Le Possibili Sorprese
- Michael Storer: Lo scalatore della Tudor è spesso sottovalutato, ma in tappe appenniniche “monosalita” come questa sa come tirare fuori la prestazione della vita.
- Egan Bernal: Se il colombiano è in crescita di condizione, le pendenze del Corno alle Scale gli ricorderanno le strade di casa. Un suo ritorno alla vittoria sarebbe il momento più emozionante del Giro.

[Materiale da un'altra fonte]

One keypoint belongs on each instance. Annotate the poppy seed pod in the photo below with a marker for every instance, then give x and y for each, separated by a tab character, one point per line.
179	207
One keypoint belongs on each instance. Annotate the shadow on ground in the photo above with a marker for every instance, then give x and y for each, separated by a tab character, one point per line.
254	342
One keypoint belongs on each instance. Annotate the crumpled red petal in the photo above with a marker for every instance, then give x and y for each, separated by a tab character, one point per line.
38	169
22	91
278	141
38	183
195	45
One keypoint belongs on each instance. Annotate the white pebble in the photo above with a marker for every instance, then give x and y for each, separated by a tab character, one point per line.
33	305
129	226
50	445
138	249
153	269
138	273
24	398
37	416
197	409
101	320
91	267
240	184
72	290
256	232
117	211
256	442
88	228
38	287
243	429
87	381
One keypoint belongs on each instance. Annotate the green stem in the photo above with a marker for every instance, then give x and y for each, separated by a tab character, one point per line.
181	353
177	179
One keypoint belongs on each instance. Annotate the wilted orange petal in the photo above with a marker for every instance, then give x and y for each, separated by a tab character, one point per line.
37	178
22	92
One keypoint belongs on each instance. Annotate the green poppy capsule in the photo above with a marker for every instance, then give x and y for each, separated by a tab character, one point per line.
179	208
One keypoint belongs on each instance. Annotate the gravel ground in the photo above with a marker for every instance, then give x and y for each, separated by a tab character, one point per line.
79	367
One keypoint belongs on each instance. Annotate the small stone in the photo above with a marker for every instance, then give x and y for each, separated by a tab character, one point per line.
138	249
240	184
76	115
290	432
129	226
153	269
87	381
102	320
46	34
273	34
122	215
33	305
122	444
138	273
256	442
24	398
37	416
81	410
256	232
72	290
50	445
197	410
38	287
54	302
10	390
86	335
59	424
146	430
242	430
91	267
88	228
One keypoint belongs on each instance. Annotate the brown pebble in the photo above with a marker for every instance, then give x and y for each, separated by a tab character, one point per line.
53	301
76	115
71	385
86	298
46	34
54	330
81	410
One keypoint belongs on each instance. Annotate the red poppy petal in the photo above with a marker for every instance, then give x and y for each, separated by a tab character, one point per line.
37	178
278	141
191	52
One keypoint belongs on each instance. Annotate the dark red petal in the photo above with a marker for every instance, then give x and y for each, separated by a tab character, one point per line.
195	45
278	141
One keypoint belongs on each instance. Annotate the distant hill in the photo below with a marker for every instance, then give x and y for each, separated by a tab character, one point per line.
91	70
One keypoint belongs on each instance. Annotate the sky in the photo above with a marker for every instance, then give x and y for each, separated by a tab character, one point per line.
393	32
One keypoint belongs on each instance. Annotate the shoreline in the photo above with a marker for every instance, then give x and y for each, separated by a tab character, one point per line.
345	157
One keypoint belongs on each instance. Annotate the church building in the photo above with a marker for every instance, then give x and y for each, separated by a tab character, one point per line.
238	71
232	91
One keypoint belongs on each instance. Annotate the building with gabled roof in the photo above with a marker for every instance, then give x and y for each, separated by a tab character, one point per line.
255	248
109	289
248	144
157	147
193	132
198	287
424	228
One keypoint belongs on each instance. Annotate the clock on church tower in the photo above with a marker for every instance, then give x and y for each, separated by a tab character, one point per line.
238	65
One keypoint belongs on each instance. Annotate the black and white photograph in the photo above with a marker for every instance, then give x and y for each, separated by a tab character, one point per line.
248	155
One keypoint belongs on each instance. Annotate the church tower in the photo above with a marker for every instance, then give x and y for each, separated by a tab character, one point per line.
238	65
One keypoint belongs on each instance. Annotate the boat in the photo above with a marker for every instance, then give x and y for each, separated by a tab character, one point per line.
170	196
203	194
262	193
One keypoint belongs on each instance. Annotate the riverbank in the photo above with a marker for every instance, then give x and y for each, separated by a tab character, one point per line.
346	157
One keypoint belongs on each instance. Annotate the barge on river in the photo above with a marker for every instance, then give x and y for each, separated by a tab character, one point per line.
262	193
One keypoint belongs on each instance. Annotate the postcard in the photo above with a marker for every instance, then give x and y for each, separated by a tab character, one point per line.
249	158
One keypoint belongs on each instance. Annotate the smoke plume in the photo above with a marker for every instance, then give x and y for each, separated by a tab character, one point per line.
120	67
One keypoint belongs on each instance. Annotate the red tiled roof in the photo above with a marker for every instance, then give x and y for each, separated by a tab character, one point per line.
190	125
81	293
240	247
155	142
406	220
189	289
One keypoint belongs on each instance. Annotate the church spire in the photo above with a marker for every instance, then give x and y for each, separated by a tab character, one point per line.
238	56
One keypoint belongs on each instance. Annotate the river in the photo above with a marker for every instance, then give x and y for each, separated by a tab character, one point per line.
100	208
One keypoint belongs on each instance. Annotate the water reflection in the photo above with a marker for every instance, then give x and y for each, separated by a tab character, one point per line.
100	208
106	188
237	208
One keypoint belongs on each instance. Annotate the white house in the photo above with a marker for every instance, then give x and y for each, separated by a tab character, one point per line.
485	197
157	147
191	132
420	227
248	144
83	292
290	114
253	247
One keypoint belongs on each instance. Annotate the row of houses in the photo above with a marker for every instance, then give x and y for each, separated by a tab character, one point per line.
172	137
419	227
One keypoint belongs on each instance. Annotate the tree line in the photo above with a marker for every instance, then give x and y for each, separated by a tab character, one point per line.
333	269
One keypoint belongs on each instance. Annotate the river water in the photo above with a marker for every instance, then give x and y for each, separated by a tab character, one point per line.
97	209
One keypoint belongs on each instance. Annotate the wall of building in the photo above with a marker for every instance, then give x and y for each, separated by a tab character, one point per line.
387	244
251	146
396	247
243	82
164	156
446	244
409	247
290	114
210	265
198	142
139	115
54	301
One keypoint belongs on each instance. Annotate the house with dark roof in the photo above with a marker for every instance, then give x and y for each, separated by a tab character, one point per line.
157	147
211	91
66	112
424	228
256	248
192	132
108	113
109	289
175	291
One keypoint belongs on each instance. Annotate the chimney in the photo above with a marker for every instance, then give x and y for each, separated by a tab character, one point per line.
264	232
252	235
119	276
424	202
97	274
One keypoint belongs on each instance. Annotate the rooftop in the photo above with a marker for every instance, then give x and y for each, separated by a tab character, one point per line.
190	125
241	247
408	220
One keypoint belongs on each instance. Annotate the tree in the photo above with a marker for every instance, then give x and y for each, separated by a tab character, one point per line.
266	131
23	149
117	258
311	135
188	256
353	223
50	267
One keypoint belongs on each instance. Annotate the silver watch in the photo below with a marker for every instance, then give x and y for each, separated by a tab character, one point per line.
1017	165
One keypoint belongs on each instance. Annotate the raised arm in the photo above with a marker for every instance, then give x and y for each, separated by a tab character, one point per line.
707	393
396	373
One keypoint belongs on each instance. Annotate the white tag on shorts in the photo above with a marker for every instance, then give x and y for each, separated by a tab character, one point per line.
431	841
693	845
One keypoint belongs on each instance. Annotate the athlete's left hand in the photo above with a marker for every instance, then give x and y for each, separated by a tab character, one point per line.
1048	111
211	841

- Filippo Zana: Per un corridore italiano, vincere sull’Appennino bolognese è un sogno. Potrebbe tentare di inserirsi in una fuga di qualità che il gruppo potrebbe faticare a riprendere.
Nota per gli appassionati
Il Corno alle Scale non è solo una salita: è un luogo di culto per lo sport italiano, essendo la montagna “di casa” di Alberto Tomba. Non stupitevi se vedrete migliaia di tifosi assiepati sui tornanti finali, creando un’atmosfera simile a quella dei grandi passi alpini.
Curiosità: La mascotte di Cervia, il fenicottero rosa “Felicia”, saluterà la carovana alla partenza, ma all’arrivo l’unico colore che conterà sarà il rosa della maglia del leader, che stasera peserà molto di più.